Revision history for this message
John Robinson (john.robinson) wrote :

Just an FYI, this is still present in 16.04.4 which I just `apt-get upgrade`d to. I have /boot/EFI on a md RAID1 with 1.0 metadata.

I'm not sure whether the severity is correct; as far as I could tell when hacking about with the efibootmgr command, the process had removed the 'ubuntu' boot entry before failing to add the new entry, so I suspect my system was unbootable.

I have now used efibootmgr to add a new boot entry, but I'm working remotely and I'm not going to attempt to reboot until I'm sitting in front of the machine with a rescue disc/stick to hand! In particular, I am not clear what level the efibootmgr command is operating at: when I did the add on /dev/sda, subsequently listing it suggested it was also present on /dev/sdb... and I'm not sure whether in fact I ought to have two separate boot entries, one for each disc, so that if sda is a bit screwed but still present, booting can proceed with sdb.

Revision history for this message
Tony Middleton (ximera) wrote :

I agree that the severity is incorrect. Whenever grub-install is run - ie when the version of grub is upgraded - I end up with an unbootable system. Yes, my trusty rescue disk sorts it out but that's not a solution.

Referring to the comment above, I have two EFI entries, one for each disk. They both get trashed by grub-install so I recreate them by hand - either before reboot or after using the rescue disk.

Phillip Susi (psusi)
affects: grub2 (Ubuntu) → grub-installer (Ubuntu)
Changed in grub-installer (Ubuntu):
importance: Low → High
tags: added: id-5b16b1664f4c7a0f1fb8839f
Revision history for this message
Wladimir Mutel (mwg) wrote :

More and more people stumble upon this - https://bugs.launchpad.net/ubuntu/+source/grub2/+bug/1720572

Revision history for this message
Wladimir Mutel (mwg) wrote :

There is a patch at https://savannah.gnu.org/bugs/?46805 , why not try it ?

Revision history for this message
Mathieu Trudel-Lapierre (cyphermox) wrote :

All that patch would do is show a pretty error message earlier, not actually make sure the problem is fixed -- upgrades would still fail; installs would still fail on RAID.

This has to do with grub not grokking the metadata format on disk, which is avoidable by using metadata 0.90.

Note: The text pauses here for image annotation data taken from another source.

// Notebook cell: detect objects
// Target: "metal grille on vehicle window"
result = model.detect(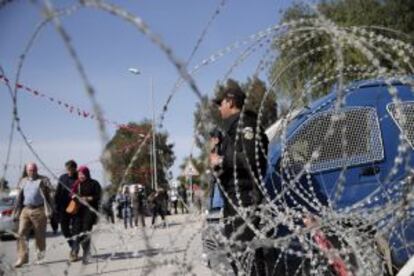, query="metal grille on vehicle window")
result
[285,107,384,172]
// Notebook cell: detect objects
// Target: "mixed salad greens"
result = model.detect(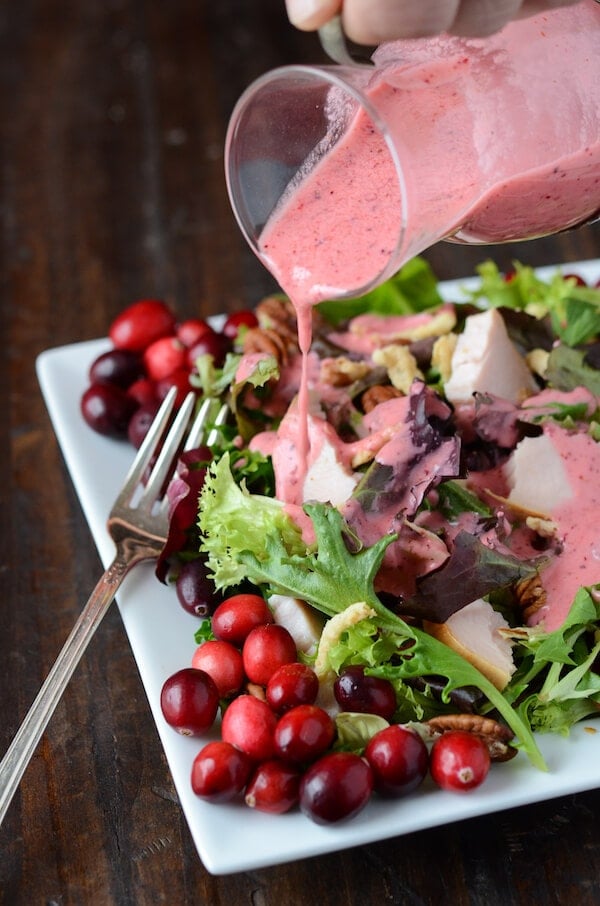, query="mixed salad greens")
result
[159,258,600,769]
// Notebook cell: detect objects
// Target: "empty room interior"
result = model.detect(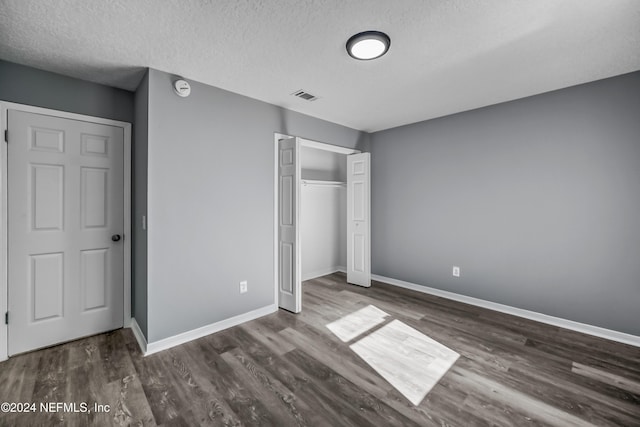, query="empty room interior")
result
[0,0,640,427]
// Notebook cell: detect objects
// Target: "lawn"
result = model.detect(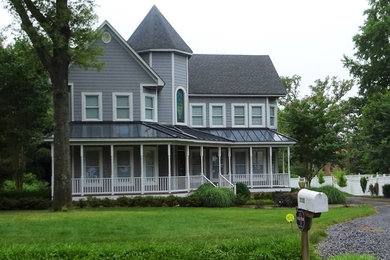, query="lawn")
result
[0,207,375,259]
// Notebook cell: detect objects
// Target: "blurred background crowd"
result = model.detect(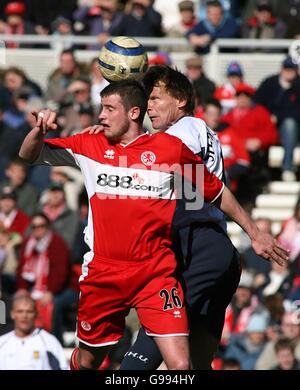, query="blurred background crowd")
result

Revision history for this message
Phillip Susi (psusi) wrote : Re: [Bug 1466150] Re: grub-install breaks when ESP is on raid

On 8/21/2018 12:29 PM, Mathieu Trudel-Lapierre wrote:
> This has to do with grub not grokking the metadata format on disk, which
> is avoidable by using metadata 0.90.

What? Grub understands all of the metadata formats.

Revision history for this message
AnrDaemon (anrdaemon) wrote :

Then why it fails to install bootloader?… Even on 0.90 meta?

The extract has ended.